Mozart: Youth Symphonies, Volume 1 (SACD review)

Sir Neville Marriner, Academy of St. Martin in the Fields.  PentaTone Classics 5186 112.

When director Milos Foreman and producer Saul Zantz asked Neville Marriner to conduct the music for Amadeus, their 1984 movie depiction of Mozart's life, there was good reason for the choice. These recordings are one of them.

In the early 1970's, Marriner was among the first conductors to record Mozart's early symphonies in stereo, a fairly startling and groundbreaking enterprise for the time. Back then, most people had pretty much disregarded most of the composer's youthful writing in favor of the big later pieces. Marriner showed the world the worth of some of the earlier works.

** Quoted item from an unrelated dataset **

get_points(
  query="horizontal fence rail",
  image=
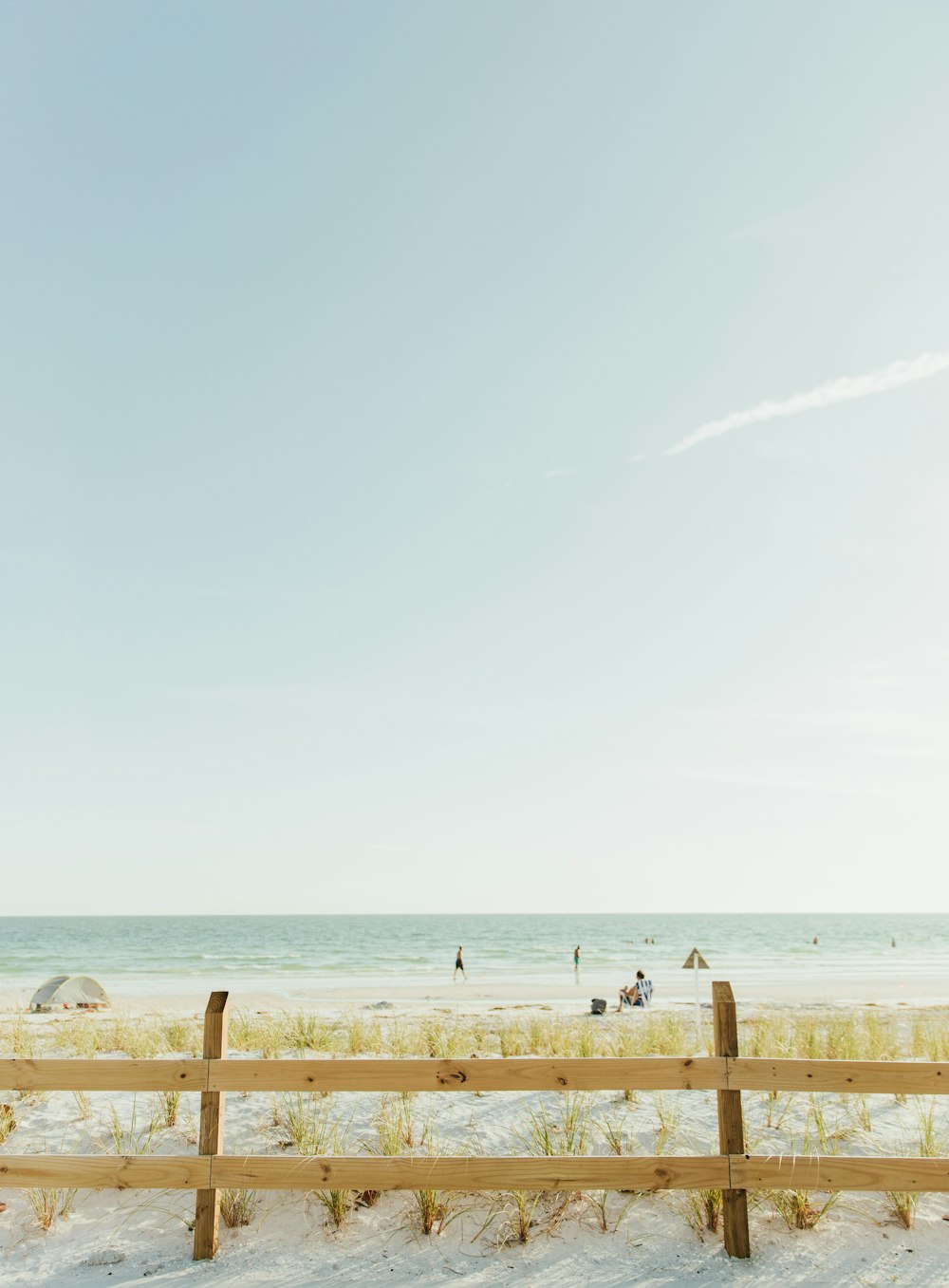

Then, in 2003 the folks at PentaTone Classics unearthed the original master tapes for a number of these Marriner recordings that Philips Records had originally done in the Quadraphonic format but never released that way. PentaTone remastered them in a series of four volumes in the two-layer, hybrid stereo/multichannel SACD format, this first volume of four containing the Symphony in G, and the Symphonies Nos. 7a, 12, and 18. Of the four symphonies, I must admit the two very earliest are charming but shallow; that is, they are tuneful, jaunty, and sweet, but they haven't a lot of substance one can remember. By contrast, Nos. 12 and, especially, 18 are more original, more complex, and more remarkable. Indeed, No. 18 is alone worth the SACD's asking price. That is, if you don't mind the somewhat hefty cost of these four-channel discs.

Needless to say, Marriner and the Academy of Saint Martin in the Fields perform the works with their customary sprightly vigor and refined taste, and the PentaTone engineers remastered the Philips recordings in audio highly reminiscent of how many of us recall Philips discs sounding in the early Seventies.

The sound, which Philips recorded at Brent Town Hall, Wembly, London in 1972 and 1973, is big and warm and a tad soft in the midrange, with traces of hardness at times in the treble, nevertheless providing the relatively small ensemble with a rather larger size than their numbers would admit; nonetheless, the audio seems entirely appropriate. This is not a period-instruments group, after all, and the sound seems properly traditional. Indeed, in the two-channel SACD mode to which I listened, I found the sound quite pleasing. It's maybe not entirely of audiophile quality, but it's reasonably natural and well defined.

Again, my only hesitation here is in recommending a person spend money on a hybrid SACD for two-channel stereo alone if a person hasn't got an SACD player to enjoy the full capabilities of the SACD or surround-sound layers. On the other hand, as far as I can determine at the moment of this writing, investing in this disc (or PentaTone's complete box set) may be the best way to obtain the Marriner performances since the original Philips discs in complete sets may cost even more, if you can even find them. And if you do have an SACD player, well, the disc seems self-recommending.